Supreme Court Justice Samuel Alito has denounced widespread criticism of the high court’s legitimacy and said the unprecedented June leak of the high court’s draft opinion overturning Roe v Wade painted a target on the backs of the right-wing justices.

Speaking at the Heritage Foundation on Tuesday, Alito called the unprecedented leak of the draft — which he authored and Politico published over a month before the ruling — “a grave betrayal by somebody” that “changed the atmosphere” at the court and endangered him and his colleagues in the majority.

“The leak also made those of us who were thought to be in the majority in support of overruling Roe and Casey targets for assassination because it gave people a rational reason to think they could prevent that from happening by killing one of us,” Alito told interviewer John G. Malcolm at the right-wing think-tank.

The conservative justice noted the arrest of an armed man, Nicholas Roske, outside Justice Brett Kavanaugh’s Maryland home a month before the high court’s ruling. Roske, charged with attempted murder, cited the end of Roe as depicted in the leaked draft as one of his grievances.

The final opinion was a stunning rebuke of the nearly 50-year-old Supreme Court precedent that made safe, legal abortion a constitutional right, reinforced 19 years later in the 1992 decision of Planned Parenthood v Casey.

Roe was egregiously wrong from the start… …Far from bringing about a national settlement of the abortion issue, Roe and Casey have enflamed debate and deepened division,” Alito wrote in the final, annotated opinion.

Far from bringing about a national settlement of the abortion issue, Alito’s own opinion provoked weeks of nationwide protests and generated criticism of the Supreme Court’s legitimacy, which many consider impaired by the slew of hard-right opinions not based on precedent but on the political preferences of the conservative supermajority.

“Everybody is free to criticize our reasoning, and in strong terms,” Alito said, visibly unabashed. "But to say that the court is exhibiting a lack of integrity is something quite different. That goes to character, not to a disagreement with the result or the reasoning."

Neither Malcolm nor Alito referred to the court’s critics by name, but it was evident when the conservative took a swipe at his liberal counterpart, Justice Elena Kagan, who accused the conservative justices of delegitimizing the court’s standing in September.

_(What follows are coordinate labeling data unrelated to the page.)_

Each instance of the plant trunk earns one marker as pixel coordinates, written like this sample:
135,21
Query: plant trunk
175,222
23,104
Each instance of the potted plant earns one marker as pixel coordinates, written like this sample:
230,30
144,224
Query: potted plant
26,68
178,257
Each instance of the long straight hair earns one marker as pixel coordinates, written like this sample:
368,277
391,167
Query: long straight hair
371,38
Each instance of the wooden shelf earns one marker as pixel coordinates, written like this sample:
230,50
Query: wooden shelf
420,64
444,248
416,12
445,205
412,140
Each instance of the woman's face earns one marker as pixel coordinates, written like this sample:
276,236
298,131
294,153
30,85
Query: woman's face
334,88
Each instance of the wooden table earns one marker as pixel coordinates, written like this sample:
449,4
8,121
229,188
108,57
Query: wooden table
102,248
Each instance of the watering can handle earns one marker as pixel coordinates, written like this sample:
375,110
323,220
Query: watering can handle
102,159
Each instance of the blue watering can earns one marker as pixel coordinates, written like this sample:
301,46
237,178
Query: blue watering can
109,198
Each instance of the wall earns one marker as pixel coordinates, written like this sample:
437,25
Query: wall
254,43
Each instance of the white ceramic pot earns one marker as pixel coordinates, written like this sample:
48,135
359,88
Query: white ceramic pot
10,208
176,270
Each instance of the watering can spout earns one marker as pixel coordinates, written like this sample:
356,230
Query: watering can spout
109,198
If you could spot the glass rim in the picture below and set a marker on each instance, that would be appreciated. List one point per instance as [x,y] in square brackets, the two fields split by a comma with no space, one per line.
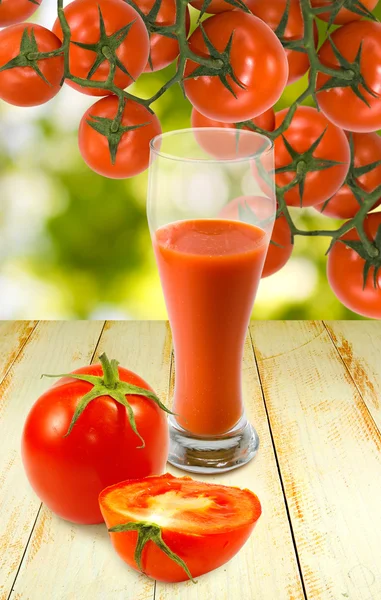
[158,139]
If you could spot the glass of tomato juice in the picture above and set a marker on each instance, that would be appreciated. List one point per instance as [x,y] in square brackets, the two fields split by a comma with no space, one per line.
[211,209]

“Someone also crosses an important line when they say that the court is acting in a way that is illegitimate. I don’t think anybody in a position of authority should make that claim lightly,” Alito said. “That’s not just ordinary criticism. That’s something very different.”

When questioned about proposals to increase the number of justices to restore parity in the court’s decision-making, Alito tipped his hand, warning that efforts to bring in more justices could be perceived as political.

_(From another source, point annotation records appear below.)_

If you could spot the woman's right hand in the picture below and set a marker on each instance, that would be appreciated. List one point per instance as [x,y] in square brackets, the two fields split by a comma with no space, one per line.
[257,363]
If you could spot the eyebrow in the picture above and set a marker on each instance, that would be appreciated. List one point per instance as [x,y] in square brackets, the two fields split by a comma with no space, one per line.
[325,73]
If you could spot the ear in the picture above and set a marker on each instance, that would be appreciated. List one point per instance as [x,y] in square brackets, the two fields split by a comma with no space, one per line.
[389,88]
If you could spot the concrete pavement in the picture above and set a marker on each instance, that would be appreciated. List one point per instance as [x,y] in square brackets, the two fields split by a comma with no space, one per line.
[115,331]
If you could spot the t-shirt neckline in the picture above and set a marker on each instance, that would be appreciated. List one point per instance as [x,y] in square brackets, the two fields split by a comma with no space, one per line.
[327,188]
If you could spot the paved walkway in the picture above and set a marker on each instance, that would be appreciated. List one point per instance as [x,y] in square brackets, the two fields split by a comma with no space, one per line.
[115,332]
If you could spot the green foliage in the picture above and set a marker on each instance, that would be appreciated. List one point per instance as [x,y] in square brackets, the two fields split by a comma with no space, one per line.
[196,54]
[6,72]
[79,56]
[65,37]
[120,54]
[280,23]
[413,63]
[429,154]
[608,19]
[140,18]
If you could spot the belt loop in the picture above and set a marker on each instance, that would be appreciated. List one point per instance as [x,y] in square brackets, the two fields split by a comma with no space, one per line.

“If Congress were to change the size of the court and the public perceived that the reason for changing the size of the court was to influence decisions in future cases,” Alito asked. “What would that do to the public perception of our independence and our legitimacy?”

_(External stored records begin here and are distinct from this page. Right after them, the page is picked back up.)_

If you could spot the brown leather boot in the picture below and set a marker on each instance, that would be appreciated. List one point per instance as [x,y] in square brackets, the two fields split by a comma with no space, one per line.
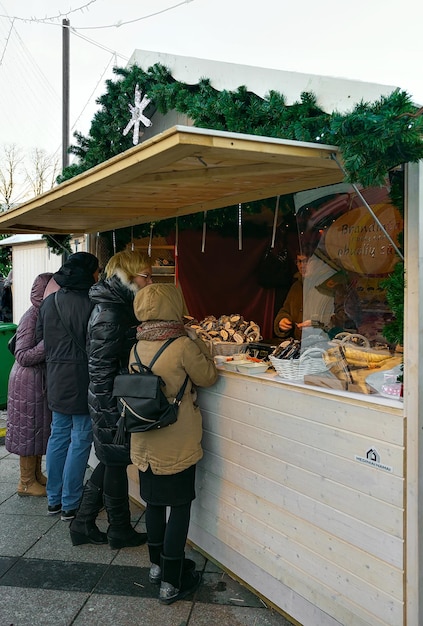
[28,484]
[38,473]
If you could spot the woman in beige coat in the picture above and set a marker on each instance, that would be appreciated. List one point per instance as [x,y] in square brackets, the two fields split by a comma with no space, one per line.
[166,458]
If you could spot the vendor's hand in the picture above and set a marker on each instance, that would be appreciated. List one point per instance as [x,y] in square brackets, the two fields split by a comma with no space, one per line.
[285,324]
[191,332]
[305,324]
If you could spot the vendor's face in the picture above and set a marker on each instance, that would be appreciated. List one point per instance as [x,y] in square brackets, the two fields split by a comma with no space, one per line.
[302,262]
[143,278]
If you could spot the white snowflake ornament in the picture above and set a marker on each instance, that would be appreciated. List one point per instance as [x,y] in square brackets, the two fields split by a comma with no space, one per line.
[137,116]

Alito played down the notion that internal deliberations in the court are heated, saying that despite the forceful language in its opinions and dissents, the justices “have always gotten along well on a personal level” and wished to "get back to normal to the greatest degree possible" in the aftermath of Roe’s reversal.

The Supreme Court’s new term, which began on October 3, promises to be just as controversial as its last, during which 14 rulings were made on a 6-3 vote, some of which abolished abortion rights — a precedent that conservative justices promised to sustain but abolished any way; expanded gun rights; and curbed the government’s ability to address climate change.

The conservative majority has already shown a willingness to take on even more divisive issues in its bid to move the court, and eventually the country, rightward, say legal experts.

"The justices are taking things that are causing real conflicts around the country; they're taking issues even if there's a lot of media attention, even if it's a hot-button issue - and they're going to decide it anyway," Megan Wold, an ex-law clerk to Alito, told Reuters last month.